If local pharmacies are left out, that threatens to prevent Americans in low-income communities and people of color from getting vaccinated quickly, independent pharmacists say. “Local pharmacies have to be involved,” said B. Douglas Hoey, CEO of the National Community Pharmacists Association.
– Nathan Bomey
When Florida Gov. Ron DeSantis in December limited inoculations to seniors 65 and older, he said, "The vaccines are going to be targeted where the risk is greatest, and that is in our elderly population."
But as vaccinations ramp up statewide, Florida's oldest residents are not getting the share of immunizations equivalent to the risk they bear from the fatal pathogen, especially recently.
Florida seniors 75 and older make up 62% of 30,734 residents killed by the coronavirus since the pandemic began, but only 32% of the 1,642,800 people who have received their second of the two-shot vaccine, a state report released Saturday shows.
Seniors 65 to 74, meanwhile, account for 21% of the resident death toll and about 41% of the immunized.
– Chris Persaud, Palm Beach Post
Six recent studies suggest that people who've already come down with COVID-19 might not need to get a second vaccine dose.

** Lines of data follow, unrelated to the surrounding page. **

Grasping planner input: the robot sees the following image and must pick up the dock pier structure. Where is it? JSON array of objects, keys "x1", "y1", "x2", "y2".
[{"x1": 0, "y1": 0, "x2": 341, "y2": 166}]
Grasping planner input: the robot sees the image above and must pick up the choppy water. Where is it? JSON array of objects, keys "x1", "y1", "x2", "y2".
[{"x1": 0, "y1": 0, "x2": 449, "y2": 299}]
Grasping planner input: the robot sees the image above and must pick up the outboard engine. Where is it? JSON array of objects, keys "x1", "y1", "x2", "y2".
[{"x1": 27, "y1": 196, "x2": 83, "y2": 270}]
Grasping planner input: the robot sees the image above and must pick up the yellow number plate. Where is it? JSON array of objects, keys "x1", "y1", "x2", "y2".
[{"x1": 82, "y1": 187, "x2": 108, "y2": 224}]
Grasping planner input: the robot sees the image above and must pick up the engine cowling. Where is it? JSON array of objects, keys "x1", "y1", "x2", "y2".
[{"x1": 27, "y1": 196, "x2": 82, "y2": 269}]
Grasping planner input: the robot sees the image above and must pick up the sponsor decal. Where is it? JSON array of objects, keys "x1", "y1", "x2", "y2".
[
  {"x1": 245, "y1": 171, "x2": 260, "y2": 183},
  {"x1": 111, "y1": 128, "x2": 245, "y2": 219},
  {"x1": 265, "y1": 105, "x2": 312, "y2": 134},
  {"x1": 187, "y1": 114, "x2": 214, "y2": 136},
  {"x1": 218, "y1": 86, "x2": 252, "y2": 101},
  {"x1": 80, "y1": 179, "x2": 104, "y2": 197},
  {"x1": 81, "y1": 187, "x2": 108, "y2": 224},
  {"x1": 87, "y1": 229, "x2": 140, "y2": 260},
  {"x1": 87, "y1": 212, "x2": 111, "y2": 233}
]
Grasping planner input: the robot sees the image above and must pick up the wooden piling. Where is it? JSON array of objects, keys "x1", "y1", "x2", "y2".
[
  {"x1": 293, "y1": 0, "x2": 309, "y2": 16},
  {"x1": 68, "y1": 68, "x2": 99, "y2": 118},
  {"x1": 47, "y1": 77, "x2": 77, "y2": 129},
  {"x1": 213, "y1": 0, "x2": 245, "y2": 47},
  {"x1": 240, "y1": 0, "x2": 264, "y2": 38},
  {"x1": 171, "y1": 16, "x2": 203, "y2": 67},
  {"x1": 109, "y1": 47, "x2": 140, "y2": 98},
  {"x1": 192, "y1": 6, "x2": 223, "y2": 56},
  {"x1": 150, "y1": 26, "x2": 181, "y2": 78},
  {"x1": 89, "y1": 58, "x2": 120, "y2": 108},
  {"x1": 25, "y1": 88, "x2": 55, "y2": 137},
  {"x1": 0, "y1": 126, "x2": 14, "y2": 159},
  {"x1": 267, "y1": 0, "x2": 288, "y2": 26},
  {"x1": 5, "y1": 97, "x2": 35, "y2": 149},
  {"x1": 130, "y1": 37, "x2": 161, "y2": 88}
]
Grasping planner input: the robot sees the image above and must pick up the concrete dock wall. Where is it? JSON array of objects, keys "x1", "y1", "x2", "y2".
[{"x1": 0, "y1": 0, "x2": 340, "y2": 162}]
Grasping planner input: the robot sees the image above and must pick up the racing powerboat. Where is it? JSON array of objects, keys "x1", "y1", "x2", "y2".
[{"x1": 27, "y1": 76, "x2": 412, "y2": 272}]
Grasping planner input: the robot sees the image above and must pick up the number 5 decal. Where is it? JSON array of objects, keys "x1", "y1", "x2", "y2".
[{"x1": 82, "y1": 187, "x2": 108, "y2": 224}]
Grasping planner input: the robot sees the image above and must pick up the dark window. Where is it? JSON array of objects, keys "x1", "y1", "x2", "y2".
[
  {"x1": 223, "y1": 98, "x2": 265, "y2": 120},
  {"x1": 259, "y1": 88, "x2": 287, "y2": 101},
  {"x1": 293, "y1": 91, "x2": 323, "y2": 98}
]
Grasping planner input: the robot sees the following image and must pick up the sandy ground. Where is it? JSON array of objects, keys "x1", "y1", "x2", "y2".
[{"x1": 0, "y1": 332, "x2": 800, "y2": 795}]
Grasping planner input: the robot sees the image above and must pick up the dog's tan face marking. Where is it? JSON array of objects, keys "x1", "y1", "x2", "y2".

The federal government has not changed its recommendation for a second dose, but studies that look at the immune response show that while a first shot gives people who have recovered from COVID-19 a huge boost, the second shot makes little difference.
"I think that makes perfect sense," said Dr. Paul Offit, director of the Vaccine Education Center at Children's Hospital of Philadelphia. Read more here.
– Karen Weintraub
Just five weeks ago, Los Angeles County was conducting more than 350,000 weekly coronavirus tests, including at a massive drive-thru site at Dodger Stadium, as health workers raced to contain the worst COVID-19 hot spot in the U.S.
Now, county officials say testing has nearly collapsed. More than 180 government-supported sites are operating at only a third of their capacity.
"It's shocking how quickly we've gone from moving at 100 miles an hour to about 25," said Dr. Clemens Hong, who leads the county's testing operation. After a year of struggling to boost testing, communities across the country are seeing plummeting demand, shuttering testing sites or even trying to return supplies.